Le Palois Sébastien Piqueronies change, lui aussi, à la mi-temps. Mais fait l’inverse. « J’ai longtemps suivi les matchs 100 % en haut, puis j’étais 100 % en bas ces deux dernières saisons. Cette saison, je fais la première période en bas car j’aime avoir cette connexion émotionnelle avec mes joueurs. Je me sens proche d’eux et ça donne une capacité à sentir les moments de pression, à capter les forces et les faiblesses du groupe. Puis je prends de la hauteur en seconde période pour décider du coaching. »
Pas tous branchés
Paul Gustard est le seul manager actuel à vivre l’intégralité des matchs en tribune, alors que la majorité de ses confrères restent au bord du terrain du début à la fin. « J’aime observer l’intensité des collisions et le « body language » des mecs, deux paramètres hyper importants, glisse le Bayonnais Grégory Patat. Je monte parfois pendant les entraînements, et ça me manque. Je préfère être au cœur du combat. Il suffit d’un retour au jeu moins efficace, d’une attitude négative… En haut, on ne voit pas tout ça. »
D’où l’utilité pour un manager de se reposer sur son staff en toute confiance : pour faire passer ses consignes et appliquer ses choix quand il est en tribune, pour lui relayer des informations sur le plan de jeu adverses ou des données physiques quand il est au bord de la pelouse. « Mes adjoints reçoivent toutes les datas en direct et, après sept ou huit ans passés ensemble, connaissent ma sensibilité. Ça permet d’aller très vite pour ne me donner que des infos utiles », pose le Toulousain Ugo Mola.
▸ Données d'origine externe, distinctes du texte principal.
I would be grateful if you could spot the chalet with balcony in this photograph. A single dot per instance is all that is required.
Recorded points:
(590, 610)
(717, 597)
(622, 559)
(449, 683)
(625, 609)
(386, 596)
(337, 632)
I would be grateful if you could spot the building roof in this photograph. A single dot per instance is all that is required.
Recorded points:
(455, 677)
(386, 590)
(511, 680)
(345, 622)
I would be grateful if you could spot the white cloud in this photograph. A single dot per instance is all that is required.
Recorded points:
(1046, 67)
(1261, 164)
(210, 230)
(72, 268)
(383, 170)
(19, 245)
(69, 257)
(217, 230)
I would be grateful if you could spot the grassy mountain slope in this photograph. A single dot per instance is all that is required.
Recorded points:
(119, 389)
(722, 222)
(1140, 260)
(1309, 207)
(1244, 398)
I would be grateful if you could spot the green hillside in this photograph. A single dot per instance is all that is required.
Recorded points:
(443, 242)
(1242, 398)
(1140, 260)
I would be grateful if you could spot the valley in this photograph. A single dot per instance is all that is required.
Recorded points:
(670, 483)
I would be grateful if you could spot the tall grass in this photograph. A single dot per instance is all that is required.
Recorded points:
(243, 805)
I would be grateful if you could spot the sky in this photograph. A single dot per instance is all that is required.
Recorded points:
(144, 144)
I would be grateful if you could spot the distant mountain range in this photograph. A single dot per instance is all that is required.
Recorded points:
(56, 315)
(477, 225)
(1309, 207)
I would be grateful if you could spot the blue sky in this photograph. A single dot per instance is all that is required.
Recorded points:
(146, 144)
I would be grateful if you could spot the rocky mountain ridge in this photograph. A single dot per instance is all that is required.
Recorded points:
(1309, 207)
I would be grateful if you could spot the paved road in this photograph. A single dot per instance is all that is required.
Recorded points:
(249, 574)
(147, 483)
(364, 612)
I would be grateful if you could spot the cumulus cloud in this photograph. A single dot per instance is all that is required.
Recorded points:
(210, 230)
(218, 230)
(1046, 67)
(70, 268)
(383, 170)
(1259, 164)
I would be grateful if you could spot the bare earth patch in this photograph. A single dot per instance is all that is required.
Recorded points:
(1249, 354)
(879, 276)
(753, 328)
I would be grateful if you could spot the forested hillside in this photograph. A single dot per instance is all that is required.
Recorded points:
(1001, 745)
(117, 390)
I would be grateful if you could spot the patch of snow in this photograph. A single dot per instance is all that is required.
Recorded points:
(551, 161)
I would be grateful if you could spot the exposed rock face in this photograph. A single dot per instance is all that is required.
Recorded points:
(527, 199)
Lui, le Lyonnais Karim Ghezal et le Racingman Patrice Collazo sont les seuls à ne pas être littéralement branchés. « Dans ce sport humain, il est important de garder une forme de libre arbitre, d’intuition et ne pas être trop pollué, estime l’entraîneur triple champion de France en titre. J’ai essayé le micro, mais je monopolisais un peu trop la parole et je n’étais pas très productif. Pour la qualité du travail de mon staff, c’est mieux que je n’en porte plus (sourire). »
Rotation
Casque, oreillette voire talkie-walkie équipent les onze autres managers du Top 14. « Au début, on parlait assez souvent, maintenant assez peu, illustre Piqueronies. En seconde période, j’annonce le timing et l’orientation des changements. Pour aller plus vite, on utilise des mots d’une syllabe pour désigner certains trucs. » Moins original que les grands signaux lumineux utilisés par le staff sud-africain lors du Mondial 2023…
Au Stade Rochelais, une rotation a été installée : tous les deux matchs, l’un des quatre adjoints de O’Gara (Carmignani, Sébastien Boboul, Donnacha Ryan ou Rémi Talès) va en bas, où Boboul était en permanence. « On voulait tous se rendre compte des problèmes qu’a Seb en bas, et que lui se rende compte des problèmes qu’on a en haut, pour mieux communiquer tous ensemble et mieux coacher les garçons », éclaire Carmignani. Dimanche dernier, Matthieu Jalibert aussi s’en est rendu compte.